Нетерпеливый трибун бросился вперед, схватил ее за плечи. В течение всего времени осады он не видел ни одной женщины так близко, и теперь его кровь вскипела.
— Пусти меня! — отчаянно закричала девушка, к которой вдруг вернулся дар речи. — Как ты смеешь! Ты знаешь, кто мой муж?
— Тихо. — Трибун положил ладонь ей на губы. — Я вообще не хочу знать, что у тебя есть муж.
Они посмотрели друг на друга долгам взглядом...

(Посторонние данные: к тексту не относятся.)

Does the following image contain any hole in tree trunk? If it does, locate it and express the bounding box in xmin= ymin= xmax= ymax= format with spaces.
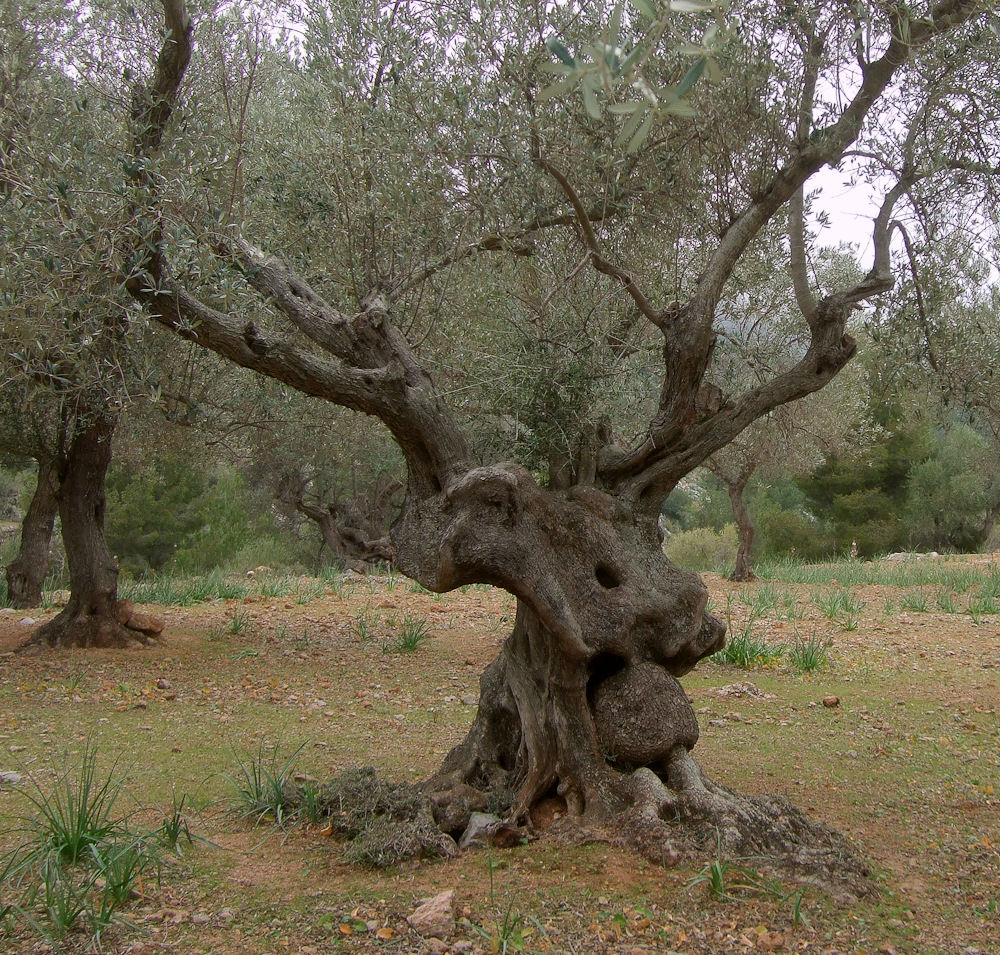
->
xmin=587 ymin=653 xmax=628 ymax=709
xmin=594 ymin=564 xmax=622 ymax=590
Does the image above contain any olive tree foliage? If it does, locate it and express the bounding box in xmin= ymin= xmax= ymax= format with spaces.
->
xmin=0 ymin=0 xmax=157 ymax=628
xmin=35 ymin=0 xmax=997 ymax=879
xmin=705 ymin=249 xmax=871 ymax=581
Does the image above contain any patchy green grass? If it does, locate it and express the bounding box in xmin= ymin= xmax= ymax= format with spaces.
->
xmin=0 ymin=562 xmax=1000 ymax=955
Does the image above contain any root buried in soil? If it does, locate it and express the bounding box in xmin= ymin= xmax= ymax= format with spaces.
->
xmin=285 ymin=756 xmax=876 ymax=902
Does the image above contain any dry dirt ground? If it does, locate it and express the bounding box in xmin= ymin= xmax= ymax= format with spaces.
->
xmin=0 ymin=567 xmax=1000 ymax=955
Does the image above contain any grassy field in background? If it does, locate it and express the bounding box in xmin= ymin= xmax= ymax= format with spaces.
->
xmin=0 ymin=558 xmax=1000 ymax=955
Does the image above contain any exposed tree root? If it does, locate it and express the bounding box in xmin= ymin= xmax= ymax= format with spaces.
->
xmin=21 ymin=598 xmax=163 ymax=652
xmin=286 ymin=746 xmax=874 ymax=900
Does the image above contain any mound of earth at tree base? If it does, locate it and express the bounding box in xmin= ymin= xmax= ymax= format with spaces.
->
xmin=284 ymin=750 xmax=876 ymax=902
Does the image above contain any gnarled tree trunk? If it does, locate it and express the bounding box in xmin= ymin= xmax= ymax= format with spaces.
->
xmin=31 ymin=412 xmax=162 ymax=647
xmin=394 ymin=467 xmax=865 ymax=888
xmin=6 ymin=457 xmax=59 ymax=610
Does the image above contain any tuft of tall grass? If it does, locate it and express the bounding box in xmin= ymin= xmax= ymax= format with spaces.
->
xmin=225 ymin=740 xmax=305 ymax=827
xmin=382 ymin=614 xmax=431 ymax=653
xmin=787 ymin=633 xmax=830 ymax=673
xmin=0 ymin=743 xmax=176 ymax=951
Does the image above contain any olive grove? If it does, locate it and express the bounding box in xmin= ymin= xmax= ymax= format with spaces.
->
xmin=7 ymin=0 xmax=1000 ymax=879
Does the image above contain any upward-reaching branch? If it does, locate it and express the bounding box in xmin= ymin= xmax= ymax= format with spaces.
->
xmin=126 ymin=0 xmax=471 ymax=496
xmin=600 ymin=0 xmax=986 ymax=507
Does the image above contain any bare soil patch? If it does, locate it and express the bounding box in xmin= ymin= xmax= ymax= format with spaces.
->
xmin=0 ymin=564 xmax=1000 ymax=955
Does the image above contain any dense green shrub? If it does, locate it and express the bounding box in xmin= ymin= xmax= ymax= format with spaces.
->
xmin=107 ymin=457 xmax=312 ymax=575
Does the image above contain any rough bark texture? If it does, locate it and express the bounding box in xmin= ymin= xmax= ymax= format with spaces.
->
xmin=394 ymin=467 xmax=867 ymax=891
xmin=726 ymin=482 xmax=756 ymax=581
xmin=126 ymin=0 xmax=985 ymax=886
xmin=31 ymin=413 xmax=154 ymax=647
xmin=7 ymin=457 xmax=59 ymax=610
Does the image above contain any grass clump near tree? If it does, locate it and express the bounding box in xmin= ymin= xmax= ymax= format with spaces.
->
xmin=0 ymin=743 xmax=192 ymax=950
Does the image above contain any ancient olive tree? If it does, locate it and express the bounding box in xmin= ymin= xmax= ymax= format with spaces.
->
xmin=705 ymin=249 xmax=870 ymax=581
xmin=115 ymin=0 xmax=996 ymax=880
xmin=0 ymin=0 xmax=166 ymax=646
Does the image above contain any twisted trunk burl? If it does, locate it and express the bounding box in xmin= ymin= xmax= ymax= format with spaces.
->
xmin=394 ymin=466 xmax=867 ymax=891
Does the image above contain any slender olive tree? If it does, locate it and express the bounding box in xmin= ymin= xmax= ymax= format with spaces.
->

Трибун выполнил свое обещание — он спас юную красавицу, хотя Октавиан после победы был настроен отнюдь не великодушно: триста защитников города были по его приказу убиты на родовом алтаре Юлиев, дабы почтить память великого Цезаря. Лишь главные виновники — Луций, Фульвия и их ближайшие сподвижники — были отпущены с миром: Октавиан еще не был готов к решающей схватке с Марком Антонием и хотел задобрить соперника. Среди этих людей оказался и муж прекрасной большеглазой девушки, которая пленила сердце молодого трибуна.
Часть первая
Наследник
Глава I
Шестнадцатое июля
В год консульства Секста Помпея и Секста Апулея, в пятнадцатый день до августовских календ, по горной дороге, которая вела из Аосты в Таврин, ехали двое всадников.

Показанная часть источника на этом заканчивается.